# 1972 Ford 3000 Diesel Clutch pedal replacement



## White Silkie (Sep 29, 2018)

I have owned my 1972 Ford 3000 Diesel tractor for over 10 years now. Recently a part of the clutch pedal that holds a linkage rod (shown on the 8th and 9th pictures) broke and I have been trying to replace the whole clutch pedal for past a few days but not been successful so far. The rod that holds the clutch pedal will not come and I have a manual but it does not show what I need. (shown on the 4th, 5th, 6th, and 7th pictures).

I don't even call myself a mechanic and have little knowledge about tractor parts or any technical terms. I am just trying to save money to do it myself instead of taking this to a professional. So, please look at the photos that I attached to see what I am talking about.

If someone out there who knows about this tractor and can give me an advice to replace this pedal successfully, I desperately need your help. Thank you in advance!


----------



## RC Wells (Dec 26, 2008)

Go to the opposite side of the transmission, get help to wiggle the clutch, and you will find the opposite end of the shaft. Remove the keeper and slide the entire assembly out to the pedal side.

If the shaft has worn grooves where the bushings ride, it may take some wiggling and twisting of the assembly as you pull.

Photo of the pedal and shaft:


----------



## Ultradog (Feb 27, 2005)

RC Wells is correct. You attack the clutch pedal from the opposite side. If you do that drain the rear end first.
But I wouldn't do it that way.
Do you have a welder and are you capable of doing a decent weld repair?
If not are you close to soneone who could weld it for you?
That would be a very simple thing to weld up right on the tractor without taking any more of it apart. 
Rent or borrow a trailer and haul it to even a mediocre welder. But take it to a self service car wash and clean the filthy thing first.


----------



## White Silkie (Sep 29, 2018)

Thank you all! I thought about welding it first but then I started to think if I need to replace the whole thing since the part is so old. 

How hard would it be to put the shaft back in if I choose to replace. What could happen in the worst case scenario? What is this shaft holding? Does this go through the transmission???
As I mentioned, I have little knowledge and experience to work on tractor. 

And if you can send me pictures of the other side of a tractor where I need to push this shaft, I would appreciate it.


----------



## Hacke (Feb 22, 2011)

Bad luck, November 1st 1972 they changed that solution to the one in this picture:
http://forumbilder.se/CE888/dsc-0002.jpg
Much easier to deal with.

If you take the axel out, you should get new bushings and seals (at least seals), look at New Holland's Parts List:
https://partstore.agriculture.newho...79d9411b&sl=EN&currency=#epc::mr67519ar235172
Your shaft is in the small frame at the bottom.

and
https://partstore.agriculture.newho...79d9411b&sl=EN&currency=#epc::mr67519ar397147

Be sure to widen the "Parts Name" column, so you can read all the "Prod Date" information.
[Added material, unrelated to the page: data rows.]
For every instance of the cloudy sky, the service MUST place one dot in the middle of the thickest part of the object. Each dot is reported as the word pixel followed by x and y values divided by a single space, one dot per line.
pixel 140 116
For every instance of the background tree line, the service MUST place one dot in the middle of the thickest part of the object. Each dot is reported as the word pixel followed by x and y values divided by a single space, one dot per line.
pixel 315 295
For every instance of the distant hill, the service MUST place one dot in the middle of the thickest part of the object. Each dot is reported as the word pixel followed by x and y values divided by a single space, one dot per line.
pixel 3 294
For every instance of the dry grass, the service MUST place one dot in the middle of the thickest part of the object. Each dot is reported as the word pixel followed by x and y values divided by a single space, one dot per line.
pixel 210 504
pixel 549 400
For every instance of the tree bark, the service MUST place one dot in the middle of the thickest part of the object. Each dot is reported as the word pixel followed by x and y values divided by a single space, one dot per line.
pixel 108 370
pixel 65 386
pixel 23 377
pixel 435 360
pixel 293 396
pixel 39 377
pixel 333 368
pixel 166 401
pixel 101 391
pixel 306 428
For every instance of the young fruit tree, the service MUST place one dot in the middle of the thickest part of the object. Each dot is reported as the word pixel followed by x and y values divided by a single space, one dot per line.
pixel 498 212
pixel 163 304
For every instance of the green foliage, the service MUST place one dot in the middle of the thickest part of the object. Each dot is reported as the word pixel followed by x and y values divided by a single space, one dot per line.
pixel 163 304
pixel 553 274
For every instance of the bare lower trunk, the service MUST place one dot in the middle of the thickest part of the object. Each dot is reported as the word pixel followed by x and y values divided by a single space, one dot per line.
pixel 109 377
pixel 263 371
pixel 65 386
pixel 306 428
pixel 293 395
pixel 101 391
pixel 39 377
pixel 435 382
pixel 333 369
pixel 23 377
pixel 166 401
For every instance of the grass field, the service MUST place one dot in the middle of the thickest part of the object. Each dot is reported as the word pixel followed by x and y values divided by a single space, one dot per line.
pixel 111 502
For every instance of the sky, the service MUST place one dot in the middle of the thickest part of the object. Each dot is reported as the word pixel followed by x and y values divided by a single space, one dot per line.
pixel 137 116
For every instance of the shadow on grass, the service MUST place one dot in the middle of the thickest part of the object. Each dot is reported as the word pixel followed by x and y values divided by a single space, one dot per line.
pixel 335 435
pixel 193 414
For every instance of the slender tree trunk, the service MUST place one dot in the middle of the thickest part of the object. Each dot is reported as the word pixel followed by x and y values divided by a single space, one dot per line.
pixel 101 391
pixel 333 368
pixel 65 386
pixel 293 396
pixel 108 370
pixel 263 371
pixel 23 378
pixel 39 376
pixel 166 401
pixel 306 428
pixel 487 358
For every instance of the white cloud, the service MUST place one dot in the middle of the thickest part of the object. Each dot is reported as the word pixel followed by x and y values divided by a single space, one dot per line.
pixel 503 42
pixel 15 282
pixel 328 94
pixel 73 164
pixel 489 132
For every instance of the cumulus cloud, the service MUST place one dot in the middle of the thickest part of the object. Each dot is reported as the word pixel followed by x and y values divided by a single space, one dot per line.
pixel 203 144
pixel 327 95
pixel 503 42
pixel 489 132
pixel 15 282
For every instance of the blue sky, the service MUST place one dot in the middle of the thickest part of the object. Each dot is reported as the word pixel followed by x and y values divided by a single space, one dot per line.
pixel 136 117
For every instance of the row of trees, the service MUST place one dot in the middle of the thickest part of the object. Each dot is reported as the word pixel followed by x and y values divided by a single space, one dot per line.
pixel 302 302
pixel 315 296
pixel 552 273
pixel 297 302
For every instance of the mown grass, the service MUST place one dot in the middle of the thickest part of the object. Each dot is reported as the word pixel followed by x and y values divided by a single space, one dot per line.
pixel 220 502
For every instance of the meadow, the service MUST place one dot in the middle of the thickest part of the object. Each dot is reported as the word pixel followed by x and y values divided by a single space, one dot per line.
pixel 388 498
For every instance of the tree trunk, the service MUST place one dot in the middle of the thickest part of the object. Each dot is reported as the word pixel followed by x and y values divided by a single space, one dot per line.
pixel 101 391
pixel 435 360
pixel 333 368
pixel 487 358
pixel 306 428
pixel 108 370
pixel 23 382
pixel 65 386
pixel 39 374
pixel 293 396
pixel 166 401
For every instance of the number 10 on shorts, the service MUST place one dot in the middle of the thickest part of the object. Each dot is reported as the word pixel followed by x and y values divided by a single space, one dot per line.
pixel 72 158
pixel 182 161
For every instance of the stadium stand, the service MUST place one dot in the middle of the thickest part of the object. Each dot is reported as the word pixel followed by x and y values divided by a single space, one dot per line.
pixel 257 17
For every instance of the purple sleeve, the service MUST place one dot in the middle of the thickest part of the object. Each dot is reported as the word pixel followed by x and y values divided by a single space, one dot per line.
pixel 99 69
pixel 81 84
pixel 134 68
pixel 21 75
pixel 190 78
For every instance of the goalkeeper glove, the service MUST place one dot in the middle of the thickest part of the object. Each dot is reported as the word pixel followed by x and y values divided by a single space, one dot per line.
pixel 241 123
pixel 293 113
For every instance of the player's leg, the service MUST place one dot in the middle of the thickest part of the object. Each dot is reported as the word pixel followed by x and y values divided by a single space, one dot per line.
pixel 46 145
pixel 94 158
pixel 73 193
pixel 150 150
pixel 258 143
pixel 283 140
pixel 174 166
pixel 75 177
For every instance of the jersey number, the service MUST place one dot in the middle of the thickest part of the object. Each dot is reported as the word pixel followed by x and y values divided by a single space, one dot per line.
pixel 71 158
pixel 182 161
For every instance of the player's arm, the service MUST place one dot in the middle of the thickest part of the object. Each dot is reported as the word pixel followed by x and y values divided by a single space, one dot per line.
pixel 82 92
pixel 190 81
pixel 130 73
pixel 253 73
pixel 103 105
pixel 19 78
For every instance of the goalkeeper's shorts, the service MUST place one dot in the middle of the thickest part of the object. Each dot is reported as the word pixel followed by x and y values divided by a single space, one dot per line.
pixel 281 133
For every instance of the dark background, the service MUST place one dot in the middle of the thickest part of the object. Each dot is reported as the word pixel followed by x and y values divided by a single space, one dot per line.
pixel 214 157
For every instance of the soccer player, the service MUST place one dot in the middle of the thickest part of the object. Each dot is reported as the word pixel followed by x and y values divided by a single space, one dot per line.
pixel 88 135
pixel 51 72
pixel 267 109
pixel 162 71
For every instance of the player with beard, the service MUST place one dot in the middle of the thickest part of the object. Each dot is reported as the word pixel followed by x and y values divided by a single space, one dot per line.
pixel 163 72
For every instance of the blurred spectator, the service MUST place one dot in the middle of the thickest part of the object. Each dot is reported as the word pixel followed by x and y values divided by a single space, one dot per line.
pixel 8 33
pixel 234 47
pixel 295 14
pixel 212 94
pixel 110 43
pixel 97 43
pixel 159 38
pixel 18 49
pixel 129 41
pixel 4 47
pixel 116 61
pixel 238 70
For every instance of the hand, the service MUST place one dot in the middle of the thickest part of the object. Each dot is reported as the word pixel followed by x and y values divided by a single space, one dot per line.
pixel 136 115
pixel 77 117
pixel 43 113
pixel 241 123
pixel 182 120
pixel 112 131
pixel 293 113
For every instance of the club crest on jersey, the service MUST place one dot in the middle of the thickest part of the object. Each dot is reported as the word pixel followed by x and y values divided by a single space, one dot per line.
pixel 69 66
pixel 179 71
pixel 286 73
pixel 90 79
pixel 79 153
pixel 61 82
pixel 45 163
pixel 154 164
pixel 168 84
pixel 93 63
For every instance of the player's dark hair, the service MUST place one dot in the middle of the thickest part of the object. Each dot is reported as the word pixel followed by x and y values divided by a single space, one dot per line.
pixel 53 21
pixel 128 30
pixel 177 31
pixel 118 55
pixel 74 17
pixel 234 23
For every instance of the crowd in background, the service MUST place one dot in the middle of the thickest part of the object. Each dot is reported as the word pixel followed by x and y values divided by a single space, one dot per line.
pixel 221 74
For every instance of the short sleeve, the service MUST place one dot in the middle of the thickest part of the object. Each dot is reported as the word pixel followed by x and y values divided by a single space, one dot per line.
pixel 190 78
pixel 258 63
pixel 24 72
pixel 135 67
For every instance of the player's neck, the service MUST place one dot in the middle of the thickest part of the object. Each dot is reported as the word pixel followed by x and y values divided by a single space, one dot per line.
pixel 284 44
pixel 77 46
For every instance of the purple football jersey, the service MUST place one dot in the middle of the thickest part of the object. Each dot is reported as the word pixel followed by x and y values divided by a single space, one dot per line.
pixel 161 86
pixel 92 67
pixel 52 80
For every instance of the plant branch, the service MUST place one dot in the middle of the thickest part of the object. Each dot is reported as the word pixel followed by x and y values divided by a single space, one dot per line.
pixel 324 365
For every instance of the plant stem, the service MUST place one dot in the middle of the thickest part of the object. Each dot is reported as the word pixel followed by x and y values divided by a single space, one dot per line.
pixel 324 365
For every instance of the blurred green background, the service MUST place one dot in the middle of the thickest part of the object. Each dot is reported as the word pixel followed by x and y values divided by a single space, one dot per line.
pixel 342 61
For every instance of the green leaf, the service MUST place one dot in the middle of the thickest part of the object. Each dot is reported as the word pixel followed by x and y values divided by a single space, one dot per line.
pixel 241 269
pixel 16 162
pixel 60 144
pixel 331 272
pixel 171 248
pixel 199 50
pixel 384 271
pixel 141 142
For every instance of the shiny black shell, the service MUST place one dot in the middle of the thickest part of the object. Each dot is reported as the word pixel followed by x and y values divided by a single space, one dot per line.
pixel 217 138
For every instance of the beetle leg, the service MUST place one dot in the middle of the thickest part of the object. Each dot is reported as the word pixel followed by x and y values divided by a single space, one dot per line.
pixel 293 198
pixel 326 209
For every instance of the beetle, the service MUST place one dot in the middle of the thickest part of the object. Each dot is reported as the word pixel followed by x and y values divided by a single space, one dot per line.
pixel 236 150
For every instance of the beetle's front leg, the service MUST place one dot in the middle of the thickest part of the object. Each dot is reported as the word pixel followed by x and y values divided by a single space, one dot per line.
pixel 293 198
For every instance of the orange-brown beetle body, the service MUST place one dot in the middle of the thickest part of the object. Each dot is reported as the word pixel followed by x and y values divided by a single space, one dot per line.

I do not know about the 3000, but cannot think the shaft holds anything inside, the experts may answer that.
The shaft goes through the rear axle housing, the transmission housing ends with the bolted flange in front of the shaft.

Forgot:
The other end of the shaft holds the brake pedals. When you press the pedals, the right pedal swiwels around the shaft and applies the right wheel brake via a rod. The left pedal is fasten to the shaft, turns it and applies the left wheel brake via the upright "ear" on the left end of the shaft and a rod.
The clutch pedal swiwels around the shaft.

Remove the brake pedals and woodruff key, then push the shaft through the rear axle housing.


----------



## White Silkie (Sep 29, 2018)

Again, thank you all for your helpful information!


----------